また離人症発症前に就職したコンピューター関連会社でも、これは自分の考える「労働」とは違うと思ったことも覚えている。自動車や電化製品などが壊れる以前の買い替えを前提として開発・購買されていることや、本来自然物であるはずの土地に高い値段がつくことにも強い疑問を持っており、その後世の中に新奇な商品を増やす仕事、生活に必ずしも必要ではない商品(情報などを含む)を売る仕事、広告などの仕事(バブル期には花形職業であったが)には就きたくないとも思っていたのだった(バブル期には社会におけるこのような傾向が特に強まり、また社会の趨勢に乗ることの出来ない性質-例えば“ネクラ”などと言う流行語があった-を揶揄する傾向も甚だしく、自分にはそれらへの反発心が強くあったのだった。もっとも好き嫌いとは別にそれらの業界に就くだけの適性がそもそもあったとも思えないが)。

 

ではどのような職業に就けばよいのかと考えると、自分自身の資質を省みてもほとんど思い浮かぶものがなく(これは今思えば自分の社会経験と想像力が貧弱であったゆえだが)、困惑してしまうのであった。

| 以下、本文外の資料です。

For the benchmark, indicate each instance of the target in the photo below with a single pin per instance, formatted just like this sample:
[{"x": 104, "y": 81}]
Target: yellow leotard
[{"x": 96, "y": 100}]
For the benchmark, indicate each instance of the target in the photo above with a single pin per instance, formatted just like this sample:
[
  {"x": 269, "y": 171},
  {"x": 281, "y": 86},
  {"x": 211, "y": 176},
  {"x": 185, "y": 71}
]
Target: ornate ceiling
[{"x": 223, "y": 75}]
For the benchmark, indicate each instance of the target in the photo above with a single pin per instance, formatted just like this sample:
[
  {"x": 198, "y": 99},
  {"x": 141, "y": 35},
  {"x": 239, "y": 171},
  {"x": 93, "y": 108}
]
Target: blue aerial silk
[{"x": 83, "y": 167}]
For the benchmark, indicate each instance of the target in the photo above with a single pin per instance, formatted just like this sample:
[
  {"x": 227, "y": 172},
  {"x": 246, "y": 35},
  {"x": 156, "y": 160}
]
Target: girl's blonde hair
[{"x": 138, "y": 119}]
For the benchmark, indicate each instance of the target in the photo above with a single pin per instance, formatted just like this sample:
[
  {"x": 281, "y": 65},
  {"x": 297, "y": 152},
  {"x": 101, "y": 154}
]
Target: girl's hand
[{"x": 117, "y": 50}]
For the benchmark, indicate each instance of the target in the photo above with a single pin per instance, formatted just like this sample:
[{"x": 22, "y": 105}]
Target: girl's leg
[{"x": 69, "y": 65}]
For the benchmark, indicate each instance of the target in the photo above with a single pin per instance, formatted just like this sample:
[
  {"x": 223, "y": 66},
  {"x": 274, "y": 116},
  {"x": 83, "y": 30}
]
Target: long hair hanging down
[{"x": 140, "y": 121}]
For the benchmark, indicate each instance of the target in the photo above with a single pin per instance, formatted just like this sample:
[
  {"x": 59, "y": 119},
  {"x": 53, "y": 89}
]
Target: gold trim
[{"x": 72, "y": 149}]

当時専念していたモダンバレエや舞踏などの表現活動で生計を立てられることが理想ではあったものの、その才能にも欠けていることは明白であった。

 

元々このジャンルでは著名な人であっても生計を立てるのは容易ではなく、地方や郊外で農作業を営みながら活動をしている共同体的な舞踏集団(田中泯さんの舞塾など)が存在したことがそのような生活に憧れを持った切っ掛けではあったと思う。またサリン事件を起こす以前のオウム真理教についても、入信しようとまでは思わないものの社会から距離を置き修行に専念するその姿勢には共感的でもあった(同時にあまり清潔とは思えない合宿所や教団全体に漂う安っぽい雰囲気に胡散臭さも感じてはいた)。それらの下地があり、後に離人症を発症し社会的な自己実現の可能性をほぼ完全に断たれたことがさらに隠棲志向を強める切っ掛けになったように思う。

 

これらの事は、後に書く離人症の回復期に出会った現在の生業(障害者の介助)との出会いとも関係してくる。